"Any special ladies in the house tonight?" asks the saucy R&B star. He's met with a filling-shattering wail from the predominantly female crowd who can't get enough of this artist's "thang". Everythang’s a “thang” in Trey Songz’s world, a place where everythang revolves around bouts of rumpy pumpy.
His songs and their titles are determinedly lewd. Tracks such as "Dive In" (“Baby girl hold your breath/ We about to get so wet/ Swimming in your body, let me dive in”), “I Invented Sex” (“I want your body like right now/ You know I live a magnum lifestyle/ Baby, turn the lights down/ And I’m a turn you on”) and "Panty Wetter".
He can't stop banging on about sex. During one small stage break we're treated to a video of Songz dressed only in his black undies, performing press-ups and admiring himself in the mirror after a shower. His adoring hordes love it, hollering "Trey" throughout. When a semi-clad woman enters the video, they boo. It's panto.
"Don't let anyone get in the way of your dreams, I mean that... I love myself," he boasts midway through " Successful". And the 28-year-old Virginian with movie-star looks (he's just appeared as the hero in the latest Chainsaw Massacre film) is an undoubted success. Tremaine "Trey" Aldon Neverson has filled a R&B gap, benefiting hugely from Chris Brown's fall from grace in 2009. He's gone from mid-table lounge lizard to top pouter, and his latest, 18-song album, Chapter V, is graced with turns by hip-hop heavy hitters such as Diddy, Lil Wayne and Rick Ross.
However, in an R&B scene emboldened and invigorated by the likes of The Weeknd and, particularly, Frank Ocean, the retro-feeling Songz is the sort of run-of-the-mill smoothie who graces music-video stations from here to Jakarta. He deals in mass market, X Factor-friendly hip-hop, with dollops of sexual innuendo, but is ultimately about as dangerous as Fifi and the Flowertops.

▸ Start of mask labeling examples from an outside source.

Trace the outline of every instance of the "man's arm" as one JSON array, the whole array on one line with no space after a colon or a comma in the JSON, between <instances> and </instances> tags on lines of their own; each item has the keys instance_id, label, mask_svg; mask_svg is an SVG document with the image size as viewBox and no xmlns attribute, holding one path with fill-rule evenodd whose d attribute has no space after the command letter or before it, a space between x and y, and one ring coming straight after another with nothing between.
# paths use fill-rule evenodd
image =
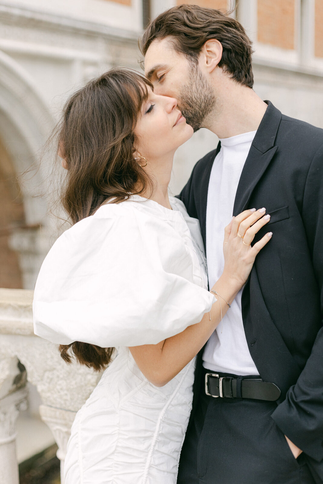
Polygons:
<instances>
[{"instance_id":1,"label":"man's arm","mask_svg":"<svg viewBox=\"0 0 323 484\"><path fill-rule=\"evenodd\" d=\"M308 170L303 218L320 291L321 328L296 384L272 416L295 446L320 461L323 458L323 145Z\"/></svg>"},{"instance_id":2,"label":"man's arm","mask_svg":"<svg viewBox=\"0 0 323 484\"><path fill-rule=\"evenodd\" d=\"M198 162L198 163L199 162ZM192 187L193 178L197 165L197 163L193 169L188 181L179 195L176 195L177 197L181 200L185 205L190 217L193 217L194 218L198 218Z\"/></svg>"}]
</instances>

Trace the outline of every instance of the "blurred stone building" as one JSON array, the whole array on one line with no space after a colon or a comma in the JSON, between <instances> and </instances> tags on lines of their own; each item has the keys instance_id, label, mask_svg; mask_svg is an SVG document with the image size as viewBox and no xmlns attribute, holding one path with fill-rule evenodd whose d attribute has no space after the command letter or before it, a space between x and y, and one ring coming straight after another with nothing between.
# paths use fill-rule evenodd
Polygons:
<instances>
[{"instance_id":1,"label":"blurred stone building","mask_svg":"<svg viewBox=\"0 0 323 484\"><path fill-rule=\"evenodd\" d=\"M177 0L0 1L0 287L32 289L53 241L37 165L69 94L110 67L140 70L138 39ZM232 0L186 3L226 10ZM232 14L253 41L255 91L284 113L323 127L323 1L240 0ZM216 137L201 130L177 154L177 192ZM49 153L49 165L50 165ZM58 167L58 169L60 169Z\"/></svg>"},{"instance_id":2,"label":"blurred stone building","mask_svg":"<svg viewBox=\"0 0 323 484\"><path fill-rule=\"evenodd\" d=\"M111 67L140 70L143 29L182 3L236 7L232 15L253 42L255 91L323 128L323 0L0 0L0 287L33 289L56 237L46 195L34 197L53 154L23 184L16 175L38 166L69 94ZM178 150L173 193L217 142L202 129Z\"/></svg>"}]
</instances>

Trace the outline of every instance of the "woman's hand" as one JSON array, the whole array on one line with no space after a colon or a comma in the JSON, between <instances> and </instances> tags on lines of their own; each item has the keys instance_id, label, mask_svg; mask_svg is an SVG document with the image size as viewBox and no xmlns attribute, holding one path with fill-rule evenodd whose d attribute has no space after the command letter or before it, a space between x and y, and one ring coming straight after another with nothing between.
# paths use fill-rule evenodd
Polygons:
<instances>
[{"instance_id":1,"label":"woman's hand","mask_svg":"<svg viewBox=\"0 0 323 484\"><path fill-rule=\"evenodd\" d=\"M259 242L250 245L256 234L270 220L264 214L266 209L246 210L233 217L224 231L223 275L241 288L246 283L256 256L271 238L272 232L266 234Z\"/></svg>"}]
</instances>

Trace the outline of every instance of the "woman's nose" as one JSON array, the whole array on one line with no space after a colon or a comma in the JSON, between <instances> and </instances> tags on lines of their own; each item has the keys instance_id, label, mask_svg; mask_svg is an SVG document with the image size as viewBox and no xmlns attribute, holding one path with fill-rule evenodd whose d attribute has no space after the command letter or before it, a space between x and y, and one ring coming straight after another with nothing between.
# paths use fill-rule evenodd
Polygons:
<instances>
[{"instance_id":1,"label":"woman's nose","mask_svg":"<svg viewBox=\"0 0 323 484\"><path fill-rule=\"evenodd\" d=\"M174 97L167 97L166 100L166 110L168 112L170 113L176 107L177 100Z\"/></svg>"}]
</instances>

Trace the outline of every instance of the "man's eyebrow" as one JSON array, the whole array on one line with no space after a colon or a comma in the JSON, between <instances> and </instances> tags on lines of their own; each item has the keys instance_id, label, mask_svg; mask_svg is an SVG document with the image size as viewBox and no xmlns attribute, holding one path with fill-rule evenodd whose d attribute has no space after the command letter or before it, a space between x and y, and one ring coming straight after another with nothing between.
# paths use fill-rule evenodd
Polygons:
<instances>
[{"instance_id":1,"label":"man's eyebrow","mask_svg":"<svg viewBox=\"0 0 323 484\"><path fill-rule=\"evenodd\" d=\"M151 69L150 71L149 71L146 76L146 77L148 77L148 79L151 79L153 77L153 75L154 74L156 71L157 71L159 69L161 69L166 67L166 66L165 64L157 64L156 65L154 65L154 67Z\"/></svg>"}]
</instances>

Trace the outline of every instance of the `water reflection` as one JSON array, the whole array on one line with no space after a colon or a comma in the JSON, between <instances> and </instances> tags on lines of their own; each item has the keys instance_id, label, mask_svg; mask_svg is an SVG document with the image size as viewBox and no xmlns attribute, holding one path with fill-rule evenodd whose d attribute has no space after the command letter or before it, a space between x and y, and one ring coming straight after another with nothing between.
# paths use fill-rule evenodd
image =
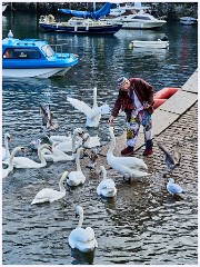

This generous two-hour show is quite often an ordeal, only occasionally redeemed when Songz vaguely sounds like Prince doing "International Lover" or when he adopts some theatricality as he does on " Bad News" where the preening rapper prays for forgiveness and falls to his knees.
Ultimately, it's a slick and polished performance where Trey says all the right thangs to the ladeez - "Ever had a man that you didn't understand?" and "You know everytime I leave, I miss y'all" - but if you're a non-believer this is a crushingly tiresome experience.